Sin embargo, los problemas jurídicos y políticos, desatados por el idealismo wilsoniano o la política internacional proletaria de Lenin, han continuado causando destrozos por todas partes. El problema de reconocer la integridad territorial de un Estado, reconocido por el derecho internacional, choca de frente con el principio de autonomía y libertad de las naciones: esta contradicción ha sido señalada muchas veces y sigue operando en la práctica.
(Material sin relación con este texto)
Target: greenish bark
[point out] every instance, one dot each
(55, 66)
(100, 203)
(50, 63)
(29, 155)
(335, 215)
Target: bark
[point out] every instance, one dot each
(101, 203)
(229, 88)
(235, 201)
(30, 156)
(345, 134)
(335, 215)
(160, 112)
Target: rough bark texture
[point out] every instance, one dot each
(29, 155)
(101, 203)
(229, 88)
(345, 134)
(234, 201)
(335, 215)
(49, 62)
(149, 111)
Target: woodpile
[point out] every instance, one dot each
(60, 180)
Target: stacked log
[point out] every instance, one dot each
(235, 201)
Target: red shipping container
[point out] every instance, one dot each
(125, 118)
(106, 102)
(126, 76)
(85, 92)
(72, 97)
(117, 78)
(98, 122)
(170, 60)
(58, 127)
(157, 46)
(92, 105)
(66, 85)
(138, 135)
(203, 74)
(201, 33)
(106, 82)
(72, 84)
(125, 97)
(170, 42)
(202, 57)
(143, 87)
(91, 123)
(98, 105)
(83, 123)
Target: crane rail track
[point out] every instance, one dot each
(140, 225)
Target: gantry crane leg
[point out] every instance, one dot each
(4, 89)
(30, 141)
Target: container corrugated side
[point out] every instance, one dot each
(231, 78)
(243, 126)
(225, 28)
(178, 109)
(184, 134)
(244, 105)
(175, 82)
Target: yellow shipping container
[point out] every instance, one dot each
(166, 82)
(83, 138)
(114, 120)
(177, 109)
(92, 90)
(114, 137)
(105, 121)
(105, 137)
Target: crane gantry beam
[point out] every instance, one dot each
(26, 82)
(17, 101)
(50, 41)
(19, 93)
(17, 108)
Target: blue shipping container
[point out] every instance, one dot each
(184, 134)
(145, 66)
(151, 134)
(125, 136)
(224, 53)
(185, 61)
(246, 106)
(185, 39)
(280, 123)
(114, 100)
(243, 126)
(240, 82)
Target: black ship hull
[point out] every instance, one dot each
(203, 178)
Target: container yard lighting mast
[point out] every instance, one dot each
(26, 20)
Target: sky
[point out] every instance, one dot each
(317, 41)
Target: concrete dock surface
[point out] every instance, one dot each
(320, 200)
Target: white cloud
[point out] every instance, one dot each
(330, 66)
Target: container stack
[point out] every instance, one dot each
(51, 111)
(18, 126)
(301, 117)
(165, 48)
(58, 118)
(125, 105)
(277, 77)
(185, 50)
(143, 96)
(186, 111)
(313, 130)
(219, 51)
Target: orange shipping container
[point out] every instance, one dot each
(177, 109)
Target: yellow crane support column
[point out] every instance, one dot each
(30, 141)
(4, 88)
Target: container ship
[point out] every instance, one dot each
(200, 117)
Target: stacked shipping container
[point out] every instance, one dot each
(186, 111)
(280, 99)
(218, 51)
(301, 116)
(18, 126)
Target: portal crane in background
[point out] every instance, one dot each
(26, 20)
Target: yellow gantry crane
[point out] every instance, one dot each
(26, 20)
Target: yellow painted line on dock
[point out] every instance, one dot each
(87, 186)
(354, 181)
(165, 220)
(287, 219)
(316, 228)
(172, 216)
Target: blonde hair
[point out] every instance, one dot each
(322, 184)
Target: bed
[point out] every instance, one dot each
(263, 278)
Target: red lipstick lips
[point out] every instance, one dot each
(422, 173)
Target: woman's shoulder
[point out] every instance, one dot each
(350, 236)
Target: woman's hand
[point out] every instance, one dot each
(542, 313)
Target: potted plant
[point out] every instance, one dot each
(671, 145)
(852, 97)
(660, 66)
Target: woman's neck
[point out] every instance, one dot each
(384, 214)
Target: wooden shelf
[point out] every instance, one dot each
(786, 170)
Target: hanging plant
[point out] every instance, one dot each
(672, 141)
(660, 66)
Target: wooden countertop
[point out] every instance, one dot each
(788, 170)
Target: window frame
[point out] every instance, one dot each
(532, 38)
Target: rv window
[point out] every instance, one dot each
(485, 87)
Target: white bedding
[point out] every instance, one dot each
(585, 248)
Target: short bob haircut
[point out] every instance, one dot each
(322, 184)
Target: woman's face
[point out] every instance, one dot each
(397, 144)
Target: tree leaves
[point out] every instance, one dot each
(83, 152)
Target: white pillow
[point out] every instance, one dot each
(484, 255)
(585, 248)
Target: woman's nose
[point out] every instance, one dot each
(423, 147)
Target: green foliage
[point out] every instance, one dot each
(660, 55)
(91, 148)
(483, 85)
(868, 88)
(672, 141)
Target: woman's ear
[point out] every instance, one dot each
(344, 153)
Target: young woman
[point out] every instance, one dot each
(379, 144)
De cualquier modo, se ha producido una descomposición constante de los Estados nacionales a lo largo del siglo XX. Cuando acabó la Segunda Guerra Mundial, había 60 Estados reconocidos internacionalmente, hoy existen 193 Estados reconocidos y una serie de pequeños Estados segregados que no son reconocidos (Taiwán, Abjasia, Ucrania del Este, Kurdistán, etc.). Y esta creación de Estados artificiales va dirigida a provocar más caos y fragmentación, creando fronteras porosas, violentas y mal definidas, caso del Estado de Israel, que parece tener como propósito el desestabilizar todo a su alrededor. Esta balcanización programada ha causado que muchos de estos Estados se hayan convertido en presa de las multinacionales que, no habiendo Estados fuertes con quienes negociar, saquean los recursos naturales de las naciones o negocian con facciones pequeñas de los antiguos Estados nacionales tratados comerciales importantes. A todo esto, la reestructuración de las naciones, de las razas y los imperios parece darle alas a la destrucción de Estados demasiado poderosos que, debilitados por la corrupción, el crimen organizado y el terrorismo, parecen dirigidas a evitar la consolidación de cualquier alternativa no moderna que pueda poner en peligro este NOM.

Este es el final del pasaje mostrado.